Qu’on ne s’étonne donc pas de trouver dans cette oeuvre une somme importante de temps morts. D’ambiances suspendues à des silences presque imperceptibles, mais qui jouent un rôle essentiel. Un rôle glaçant, pervers, épidermique, doté du sadisme des absences qui maintiennent malgré tout une certaine emprise. Y succomber est un peu comme se faire greffer du verre cassé sous la peau. C’est extrêmement douloureux et anxiogène, mais on y revient sans cesse avec la même envie d’en découdre. Musique, fais moi mal pour que je me sente vivre.

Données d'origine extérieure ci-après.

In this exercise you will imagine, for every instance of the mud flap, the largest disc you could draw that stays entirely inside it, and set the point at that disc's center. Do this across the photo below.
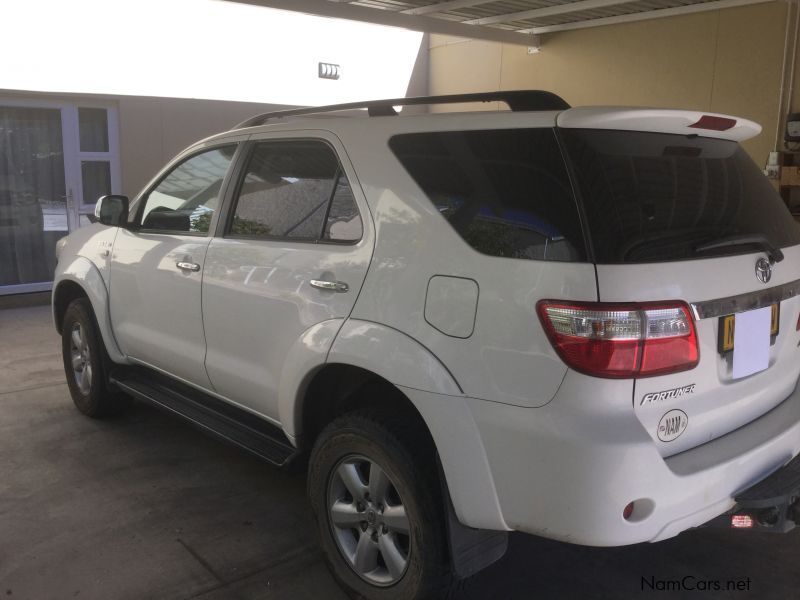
(471, 550)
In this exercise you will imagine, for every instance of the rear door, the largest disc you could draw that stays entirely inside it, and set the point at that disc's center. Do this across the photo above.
(687, 217)
(293, 254)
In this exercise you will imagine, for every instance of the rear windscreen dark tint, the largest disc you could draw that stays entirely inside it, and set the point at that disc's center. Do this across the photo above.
(652, 197)
(506, 192)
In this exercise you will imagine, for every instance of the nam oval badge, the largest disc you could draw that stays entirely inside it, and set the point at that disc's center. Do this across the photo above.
(672, 425)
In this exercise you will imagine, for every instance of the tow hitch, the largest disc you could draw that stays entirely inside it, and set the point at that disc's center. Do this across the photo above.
(773, 504)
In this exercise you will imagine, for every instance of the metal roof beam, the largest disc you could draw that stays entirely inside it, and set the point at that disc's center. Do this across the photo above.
(352, 12)
(443, 6)
(547, 11)
(645, 16)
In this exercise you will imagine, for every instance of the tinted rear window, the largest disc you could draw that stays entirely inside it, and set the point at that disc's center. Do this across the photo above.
(652, 197)
(506, 192)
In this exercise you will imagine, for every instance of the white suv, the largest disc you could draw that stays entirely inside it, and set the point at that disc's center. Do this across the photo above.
(580, 323)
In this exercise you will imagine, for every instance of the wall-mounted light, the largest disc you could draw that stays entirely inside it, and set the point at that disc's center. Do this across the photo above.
(329, 71)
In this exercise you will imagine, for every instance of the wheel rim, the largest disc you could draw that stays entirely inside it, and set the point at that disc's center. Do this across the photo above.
(81, 358)
(368, 521)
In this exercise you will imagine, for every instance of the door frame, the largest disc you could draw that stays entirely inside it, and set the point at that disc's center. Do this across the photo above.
(73, 184)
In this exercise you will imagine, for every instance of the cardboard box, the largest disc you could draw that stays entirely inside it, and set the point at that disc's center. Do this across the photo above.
(790, 176)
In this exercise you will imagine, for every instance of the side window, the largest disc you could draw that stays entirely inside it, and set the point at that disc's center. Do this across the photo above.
(186, 199)
(344, 222)
(506, 192)
(296, 190)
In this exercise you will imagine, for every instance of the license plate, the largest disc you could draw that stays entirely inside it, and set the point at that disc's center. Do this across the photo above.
(727, 326)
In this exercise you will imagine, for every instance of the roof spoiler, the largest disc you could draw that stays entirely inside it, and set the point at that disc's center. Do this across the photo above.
(682, 122)
(517, 100)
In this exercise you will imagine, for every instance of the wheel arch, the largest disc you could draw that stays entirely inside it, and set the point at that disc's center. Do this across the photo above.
(81, 278)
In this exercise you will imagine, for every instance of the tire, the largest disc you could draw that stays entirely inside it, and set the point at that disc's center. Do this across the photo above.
(86, 363)
(362, 536)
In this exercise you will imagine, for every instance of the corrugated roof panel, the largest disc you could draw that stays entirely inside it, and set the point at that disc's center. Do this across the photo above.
(456, 17)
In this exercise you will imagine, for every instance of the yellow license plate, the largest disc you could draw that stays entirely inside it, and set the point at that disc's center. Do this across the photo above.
(728, 322)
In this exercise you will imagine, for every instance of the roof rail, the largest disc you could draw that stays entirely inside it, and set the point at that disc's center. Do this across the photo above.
(517, 100)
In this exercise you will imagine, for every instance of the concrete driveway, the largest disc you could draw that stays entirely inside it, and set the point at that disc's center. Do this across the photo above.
(144, 506)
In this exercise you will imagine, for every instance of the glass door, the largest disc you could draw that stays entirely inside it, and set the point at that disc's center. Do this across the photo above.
(55, 161)
(33, 196)
(97, 159)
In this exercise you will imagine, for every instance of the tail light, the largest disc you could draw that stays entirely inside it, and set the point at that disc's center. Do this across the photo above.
(622, 340)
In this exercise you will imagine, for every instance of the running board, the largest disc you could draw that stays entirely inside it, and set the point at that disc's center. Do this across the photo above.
(214, 416)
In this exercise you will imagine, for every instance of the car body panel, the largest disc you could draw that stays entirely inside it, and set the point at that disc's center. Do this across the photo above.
(258, 300)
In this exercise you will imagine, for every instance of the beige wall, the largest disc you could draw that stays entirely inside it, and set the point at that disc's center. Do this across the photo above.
(153, 130)
(726, 61)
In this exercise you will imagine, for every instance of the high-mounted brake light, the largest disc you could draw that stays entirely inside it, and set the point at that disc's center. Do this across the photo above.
(714, 123)
(622, 340)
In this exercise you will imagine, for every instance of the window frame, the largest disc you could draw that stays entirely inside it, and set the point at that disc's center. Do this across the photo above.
(240, 173)
(141, 200)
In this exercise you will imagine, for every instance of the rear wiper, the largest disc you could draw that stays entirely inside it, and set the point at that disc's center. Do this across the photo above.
(774, 253)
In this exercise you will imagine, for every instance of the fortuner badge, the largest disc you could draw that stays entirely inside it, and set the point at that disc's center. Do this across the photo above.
(667, 394)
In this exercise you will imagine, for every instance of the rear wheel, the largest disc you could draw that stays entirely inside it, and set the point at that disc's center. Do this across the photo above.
(378, 509)
(86, 363)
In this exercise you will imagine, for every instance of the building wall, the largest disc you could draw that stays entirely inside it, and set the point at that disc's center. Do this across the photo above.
(726, 61)
(153, 130)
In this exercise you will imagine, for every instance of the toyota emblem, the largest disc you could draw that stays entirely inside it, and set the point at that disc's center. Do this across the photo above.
(763, 270)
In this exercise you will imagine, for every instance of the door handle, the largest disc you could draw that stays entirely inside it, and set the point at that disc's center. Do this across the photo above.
(331, 286)
(186, 266)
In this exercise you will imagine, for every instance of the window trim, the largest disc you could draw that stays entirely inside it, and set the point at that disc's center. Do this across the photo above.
(141, 201)
(241, 173)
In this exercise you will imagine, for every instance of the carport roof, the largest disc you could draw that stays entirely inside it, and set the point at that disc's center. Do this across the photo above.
(514, 21)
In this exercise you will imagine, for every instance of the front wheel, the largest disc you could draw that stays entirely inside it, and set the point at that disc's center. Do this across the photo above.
(378, 508)
(85, 362)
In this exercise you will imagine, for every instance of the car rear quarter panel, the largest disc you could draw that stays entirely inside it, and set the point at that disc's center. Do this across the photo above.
(507, 358)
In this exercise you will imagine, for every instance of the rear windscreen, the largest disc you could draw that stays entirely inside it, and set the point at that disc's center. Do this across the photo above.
(506, 192)
(651, 197)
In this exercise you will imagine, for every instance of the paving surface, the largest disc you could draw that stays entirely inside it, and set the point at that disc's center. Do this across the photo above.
(143, 506)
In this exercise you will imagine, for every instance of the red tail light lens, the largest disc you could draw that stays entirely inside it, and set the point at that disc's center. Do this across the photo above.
(714, 123)
(622, 340)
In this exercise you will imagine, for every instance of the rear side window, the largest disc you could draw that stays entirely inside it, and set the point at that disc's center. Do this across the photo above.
(652, 197)
(506, 192)
(296, 190)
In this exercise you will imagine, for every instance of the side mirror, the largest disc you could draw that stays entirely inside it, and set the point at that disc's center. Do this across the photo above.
(112, 210)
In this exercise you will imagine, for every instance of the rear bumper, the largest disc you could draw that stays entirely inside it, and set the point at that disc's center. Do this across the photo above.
(567, 470)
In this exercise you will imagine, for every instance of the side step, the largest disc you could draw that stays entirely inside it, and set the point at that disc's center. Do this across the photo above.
(210, 414)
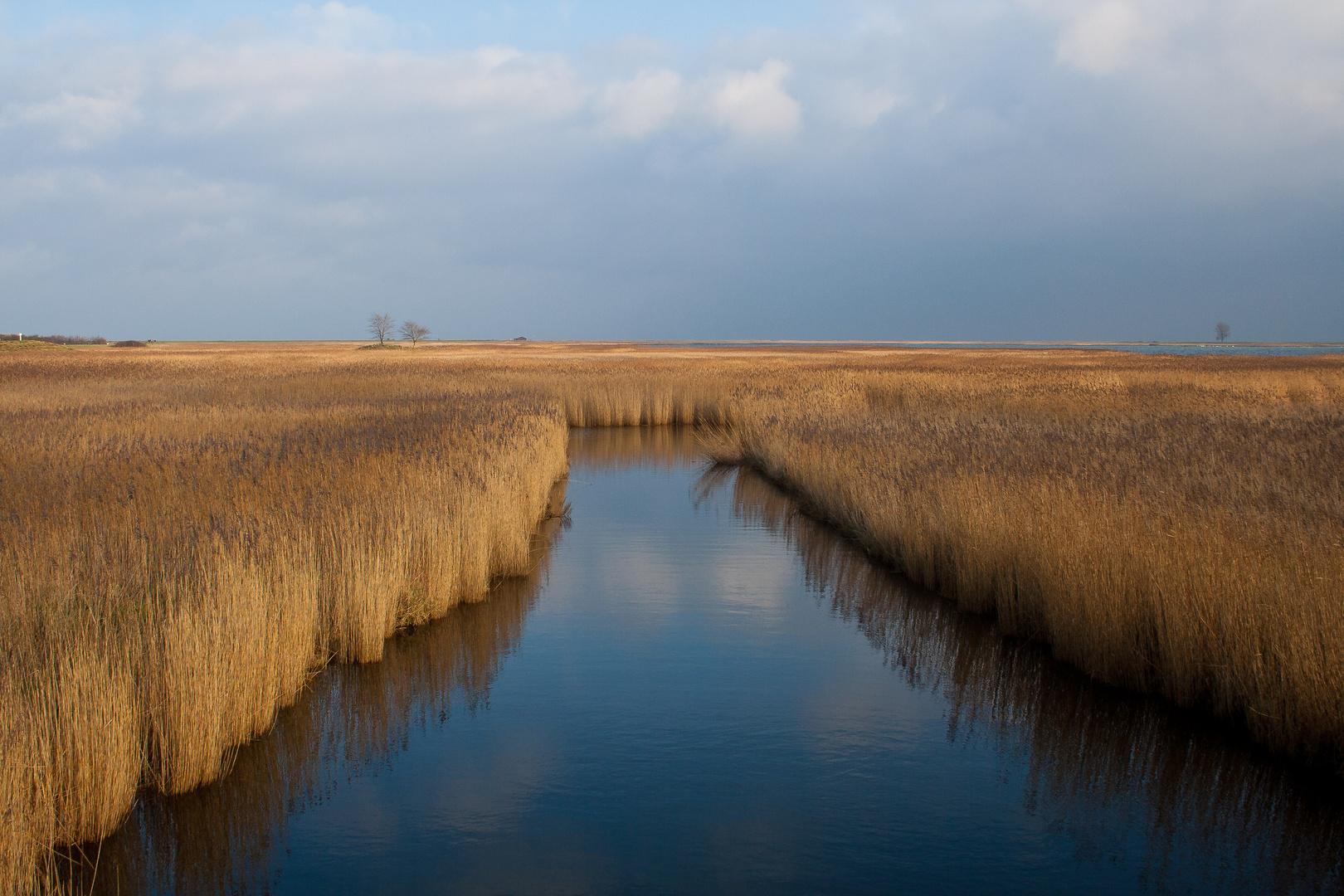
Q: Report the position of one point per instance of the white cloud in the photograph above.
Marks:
(1103, 38)
(318, 140)
(754, 104)
(641, 105)
(335, 23)
(80, 119)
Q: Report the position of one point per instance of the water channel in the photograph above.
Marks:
(702, 691)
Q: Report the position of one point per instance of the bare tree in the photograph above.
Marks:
(414, 332)
(381, 325)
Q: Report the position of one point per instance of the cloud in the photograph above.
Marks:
(754, 104)
(1103, 38)
(641, 105)
(80, 119)
(636, 184)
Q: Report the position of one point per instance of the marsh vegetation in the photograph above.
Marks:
(190, 533)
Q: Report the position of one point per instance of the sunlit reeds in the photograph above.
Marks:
(187, 539)
(187, 533)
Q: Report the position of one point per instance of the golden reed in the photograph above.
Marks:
(188, 533)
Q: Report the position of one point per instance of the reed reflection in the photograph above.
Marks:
(1099, 762)
(353, 719)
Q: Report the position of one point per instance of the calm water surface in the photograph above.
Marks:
(700, 691)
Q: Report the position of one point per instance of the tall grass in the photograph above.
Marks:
(187, 539)
(188, 533)
(1092, 754)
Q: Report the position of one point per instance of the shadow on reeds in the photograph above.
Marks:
(351, 720)
(1098, 759)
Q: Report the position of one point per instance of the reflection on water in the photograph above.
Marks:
(1262, 824)
(693, 722)
(351, 720)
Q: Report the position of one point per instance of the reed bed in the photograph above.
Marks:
(187, 533)
(1093, 752)
(187, 538)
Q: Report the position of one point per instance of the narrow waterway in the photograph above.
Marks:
(702, 691)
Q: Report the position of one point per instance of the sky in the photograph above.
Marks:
(918, 169)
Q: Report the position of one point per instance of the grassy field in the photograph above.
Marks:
(190, 533)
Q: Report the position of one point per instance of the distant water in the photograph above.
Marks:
(700, 691)
(1181, 348)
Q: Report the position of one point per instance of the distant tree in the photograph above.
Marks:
(381, 327)
(414, 332)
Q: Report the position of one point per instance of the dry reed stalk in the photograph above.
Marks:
(212, 524)
(187, 539)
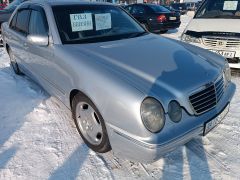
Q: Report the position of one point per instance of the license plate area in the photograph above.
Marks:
(172, 18)
(208, 126)
(226, 54)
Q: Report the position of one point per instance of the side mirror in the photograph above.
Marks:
(39, 40)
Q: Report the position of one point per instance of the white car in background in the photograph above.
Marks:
(216, 26)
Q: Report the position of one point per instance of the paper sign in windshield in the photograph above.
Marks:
(103, 21)
(230, 5)
(81, 22)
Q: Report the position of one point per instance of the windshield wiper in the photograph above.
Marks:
(132, 35)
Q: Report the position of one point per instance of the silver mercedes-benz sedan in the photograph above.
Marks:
(137, 93)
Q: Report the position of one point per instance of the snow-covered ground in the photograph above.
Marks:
(38, 140)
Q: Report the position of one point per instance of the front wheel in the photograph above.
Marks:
(13, 62)
(90, 124)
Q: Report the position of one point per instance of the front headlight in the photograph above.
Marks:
(152, 114)
(192, 39)
(227, 74)
(175, 111)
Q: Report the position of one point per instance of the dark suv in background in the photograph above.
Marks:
(6, 13)
(155, 18)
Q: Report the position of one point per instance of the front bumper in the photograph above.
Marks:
(152, 149)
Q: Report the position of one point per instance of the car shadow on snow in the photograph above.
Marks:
(71, 167)
(18, 98)
(189, 159)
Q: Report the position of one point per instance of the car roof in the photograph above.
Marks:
(67, 2)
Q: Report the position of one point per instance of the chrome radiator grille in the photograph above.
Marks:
(207, 98)
(220, 42)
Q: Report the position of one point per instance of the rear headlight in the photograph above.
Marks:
(161, 18)
(190, 39)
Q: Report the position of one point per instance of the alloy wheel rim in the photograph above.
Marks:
(89, 123)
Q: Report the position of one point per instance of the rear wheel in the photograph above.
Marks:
(90, 124)
(13, 62)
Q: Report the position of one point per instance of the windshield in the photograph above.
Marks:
(158, 9)
(219, 9)
(94, 23)
(13, 5)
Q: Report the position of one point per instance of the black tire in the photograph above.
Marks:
(13, 63)
(104, 146)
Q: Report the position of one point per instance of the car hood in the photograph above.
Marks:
(157, 66)
(214, 25)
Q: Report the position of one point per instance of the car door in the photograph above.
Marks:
(17, 35)
(41, 58)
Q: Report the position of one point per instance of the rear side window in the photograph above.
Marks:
(13, 22)
(38, 23)
(22, 21)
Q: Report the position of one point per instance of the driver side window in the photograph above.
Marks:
(38, 24)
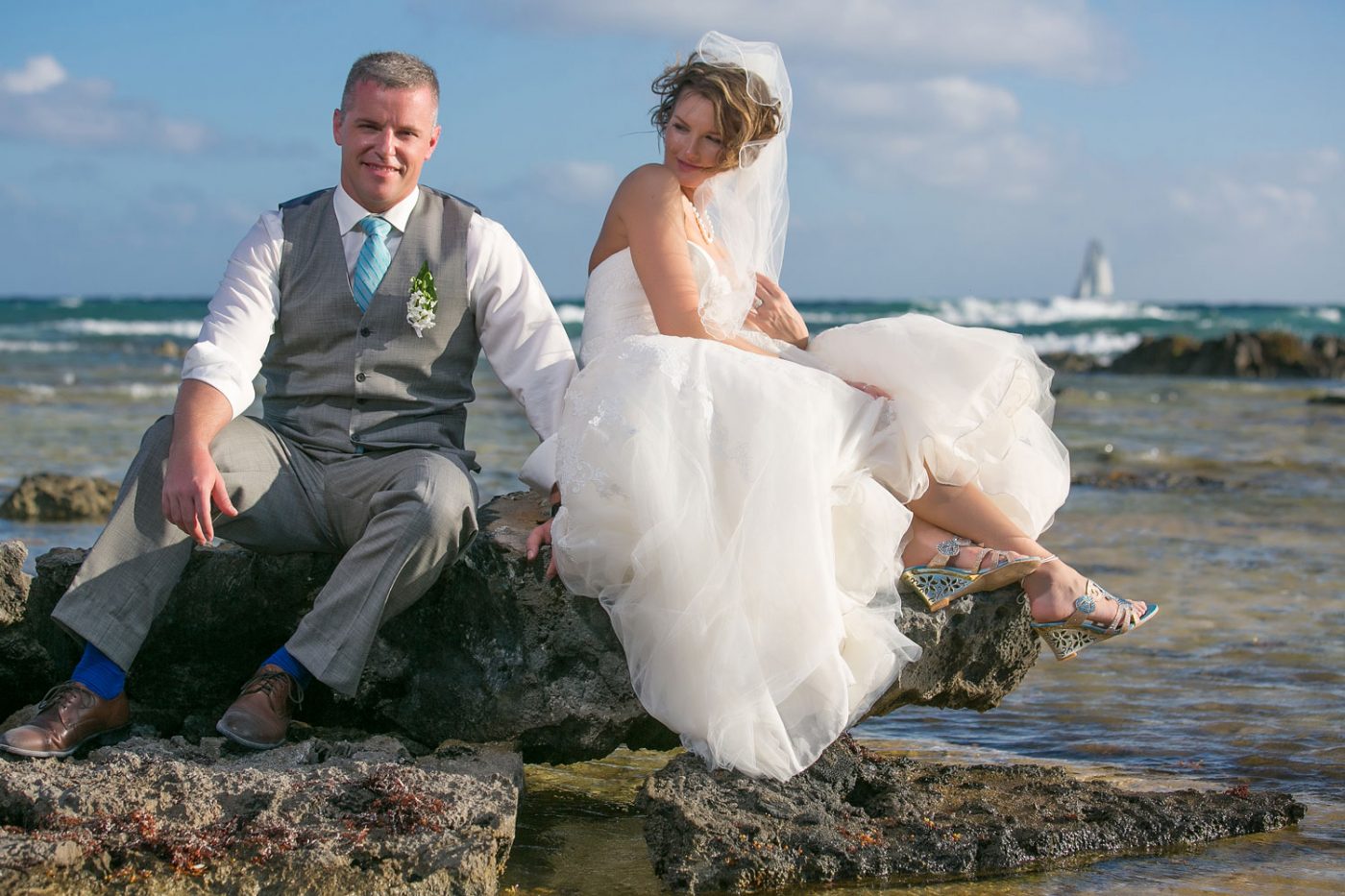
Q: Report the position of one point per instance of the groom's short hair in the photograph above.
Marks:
(393, 70)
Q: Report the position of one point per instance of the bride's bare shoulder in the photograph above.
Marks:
(651, 184)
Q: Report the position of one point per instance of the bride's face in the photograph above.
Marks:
(692, 144)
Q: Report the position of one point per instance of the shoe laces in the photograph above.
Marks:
(269, 681)
(63, 693)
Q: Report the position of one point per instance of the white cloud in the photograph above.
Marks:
(948, 132)
(37, 76)
(941, 104)
(1046, 36)
(1268, 207)
(564, 182)
(42, 103)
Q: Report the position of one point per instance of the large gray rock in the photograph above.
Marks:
(58, 496)
(854, 814)
(493, 653)
(316, 817)
(1236, 354)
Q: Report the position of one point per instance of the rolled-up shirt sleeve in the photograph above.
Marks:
(522, 336)
(241, 316)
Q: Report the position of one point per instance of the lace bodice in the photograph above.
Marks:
(615, 304)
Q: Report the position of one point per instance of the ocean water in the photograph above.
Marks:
(1240, 680)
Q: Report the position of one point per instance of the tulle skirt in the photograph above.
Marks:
(742, 519)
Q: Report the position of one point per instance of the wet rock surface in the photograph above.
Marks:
(1236, 354)
(860, 815)
(493, 653)
(1146, 480)
(311, 817)
(57, 496)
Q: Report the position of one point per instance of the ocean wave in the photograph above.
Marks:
(1018, 312)
(1331, 315)
(833, 318)
(1095, 345)
(103, 327)
(37, 348)
(571, 312)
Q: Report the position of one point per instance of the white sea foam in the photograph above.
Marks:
(103, 327)
(571, 314)
(1017, 312)
(1098, 345)
(37, 346)
(1331, 315)
(834, 318)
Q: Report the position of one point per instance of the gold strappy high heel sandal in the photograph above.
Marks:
(1072, 634)
(939, 584)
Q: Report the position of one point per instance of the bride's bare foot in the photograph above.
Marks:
(942, 567)
(1053, 588)
(928, 541)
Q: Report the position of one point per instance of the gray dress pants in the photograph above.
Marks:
(397, 517)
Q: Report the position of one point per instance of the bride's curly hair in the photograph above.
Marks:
(744, 109)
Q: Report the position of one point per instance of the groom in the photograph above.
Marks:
(359, 448)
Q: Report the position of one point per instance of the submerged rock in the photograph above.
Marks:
(1146, 480)
(58, 498)
(493, 653)
(1236, 354)
(854, 814)
(315, 817)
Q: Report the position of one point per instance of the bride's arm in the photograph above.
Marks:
(648, 205)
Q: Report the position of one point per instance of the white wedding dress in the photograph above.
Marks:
(742, 517)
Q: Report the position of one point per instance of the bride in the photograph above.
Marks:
(742, 499)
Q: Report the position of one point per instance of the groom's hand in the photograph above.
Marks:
(191, 485)
(538, 537)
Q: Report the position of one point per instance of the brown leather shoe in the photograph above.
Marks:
(67, 715)
(259, 717)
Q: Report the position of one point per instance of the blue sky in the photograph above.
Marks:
(939, 147)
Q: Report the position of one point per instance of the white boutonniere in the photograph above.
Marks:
(420, 307)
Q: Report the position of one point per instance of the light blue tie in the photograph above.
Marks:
(373, 261)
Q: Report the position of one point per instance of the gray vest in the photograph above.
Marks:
(340, 379)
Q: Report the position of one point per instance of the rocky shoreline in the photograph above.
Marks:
(1260, 355)
(414, 784)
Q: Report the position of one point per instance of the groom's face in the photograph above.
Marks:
(385, 137)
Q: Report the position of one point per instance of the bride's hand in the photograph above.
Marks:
(538, 537)
(869, 389)
(776, 316)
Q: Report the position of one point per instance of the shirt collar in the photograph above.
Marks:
(350, 213)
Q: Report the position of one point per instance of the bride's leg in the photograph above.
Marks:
(967, 512)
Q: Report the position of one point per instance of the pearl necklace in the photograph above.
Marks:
(703, 224)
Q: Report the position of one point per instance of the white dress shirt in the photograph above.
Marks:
(520, 331)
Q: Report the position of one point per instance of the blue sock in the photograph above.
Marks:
(100, 674)
(296, 668)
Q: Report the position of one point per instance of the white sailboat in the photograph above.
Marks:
(1095, 278)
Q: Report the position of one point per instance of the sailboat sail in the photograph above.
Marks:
(1095, 278)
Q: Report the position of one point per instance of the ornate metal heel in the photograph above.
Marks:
(939, 584)
(1073, 633)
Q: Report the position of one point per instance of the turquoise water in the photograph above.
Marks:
(1237, 681)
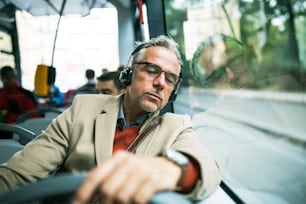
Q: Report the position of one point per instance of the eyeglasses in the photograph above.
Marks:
(153, 71)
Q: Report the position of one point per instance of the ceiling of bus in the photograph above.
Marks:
(52, 7)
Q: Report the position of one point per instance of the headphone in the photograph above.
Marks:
(126, 74)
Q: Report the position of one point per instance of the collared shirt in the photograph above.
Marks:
(121, 123)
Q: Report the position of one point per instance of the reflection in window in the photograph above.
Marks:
(272, 34)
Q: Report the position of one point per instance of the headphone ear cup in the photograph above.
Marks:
(125, 76)
(176, 89)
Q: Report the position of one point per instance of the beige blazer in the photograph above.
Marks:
(83, 136)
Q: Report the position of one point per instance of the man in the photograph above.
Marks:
(109, 83)
(98, 133)
(14, 100)
(90, 85)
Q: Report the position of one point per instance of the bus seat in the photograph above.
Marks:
(9, 146)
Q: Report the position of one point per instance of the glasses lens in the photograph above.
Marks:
(154, 71)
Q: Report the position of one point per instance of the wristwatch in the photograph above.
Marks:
(178, 158)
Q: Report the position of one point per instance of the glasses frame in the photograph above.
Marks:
(168, 75)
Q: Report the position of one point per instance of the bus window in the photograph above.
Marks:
(82, 43)
(244, 73)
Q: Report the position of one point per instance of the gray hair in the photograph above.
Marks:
(163, 41)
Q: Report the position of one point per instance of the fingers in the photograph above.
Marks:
(127, 177)
(96, 177)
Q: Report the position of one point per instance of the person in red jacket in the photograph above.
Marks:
(14, 100)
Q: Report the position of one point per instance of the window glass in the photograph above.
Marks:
(244, 87)
(82, 43)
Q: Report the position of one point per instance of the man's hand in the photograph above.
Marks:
(127, 177)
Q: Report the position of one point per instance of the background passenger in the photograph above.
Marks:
(109, 83)
(90, 86)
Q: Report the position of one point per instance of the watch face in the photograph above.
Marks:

L’album débute par un State of Nostalgia où il faudra accepter de se cogner à des murs de graves ronflantes, à des mécanismes oscillo-battants qui dévoilent puis camouflent les contours d’un infini cloaque. Un peu comme si le Sheitan, oeuvrant comme à son habitude en souterrain, armé d’un stéthoscope captait les résidus d’un dancefloor au-dessus pour mieux ouvrir le sol en deux le moment venu. Danse et danse encore jeune Babylonien, car demain l’apocalypse aura le sourire carnassier de ton propre déclin.
Suivront ensuite des titres certes moins puissants mais révélant encore plus de terreur et d’oppression. Des harmonies mortifères, des ondes chancelantes et cet ersatz de micro beating singulier (certainement puisé dans des erreurs sonores plus ou moins volontaires). Chaque frottement, chaque poutre qui grince, chaque sursaut s’invite comme un massage drainant le sang et le bas du ventre. La deuxième moitité de Towards the Light libèrera d’ailleurs un « brillant » crescendo contenu, comme savent en construire les barons du dark ambient, où on ne saurait définir si les matières industrielles s’échappent d’un corps ou le pénètrent.
Soulignons aussi comme il le mérite le très tortueux Memory of Him, impressionnant dans le travail de compression et de par sa pulsation résolument technoïde bien que frelatée. Très bien placé dans le tracklist, il se révèle au gré des écoutes comme un des plus passionnants, plus particulièrement dans ce qu’il maquille.
Tokyo Noir semble reprendre les choses où la deuxième moitié de Towards the Lights les avait laissées, reconnectant un peu l’album d’aujourd’hui à la période Mille Plateaux de l’artiste israélien. C’est encore une fois construit de manière très intelligente, en plus d’être un très bel exemple de techno lente et rampante aux fourneaux jamais trops démonstratifs.
Même si je déteste les chroniques « track by track » et que là, ça commence franchement à y ressembler, je ne peux pas ne pas évoquer Drifting Ways et Pulse Magnetic. Avant tout parce que ce sont tous deux de grosses tueries. Mais surtout parce que l’israélien intègre à son soundcsaping de damné des éléments moins attendus. La trompette défoncée sur le premier cité, et des superbes lignes de guitares complètement inespérées sur le sublime second, apportent un regain de chaleur non négligeable à cette arme sonore silencieuse et létale.
Vous aurez compris j’en suis sûr que Showing Light est pour moi une énorme chouquette dans la gueule. Vous vous étonnerez probablement encore moins que je vous conseille de ne la savourer qu’aux heures sombres. Et seul.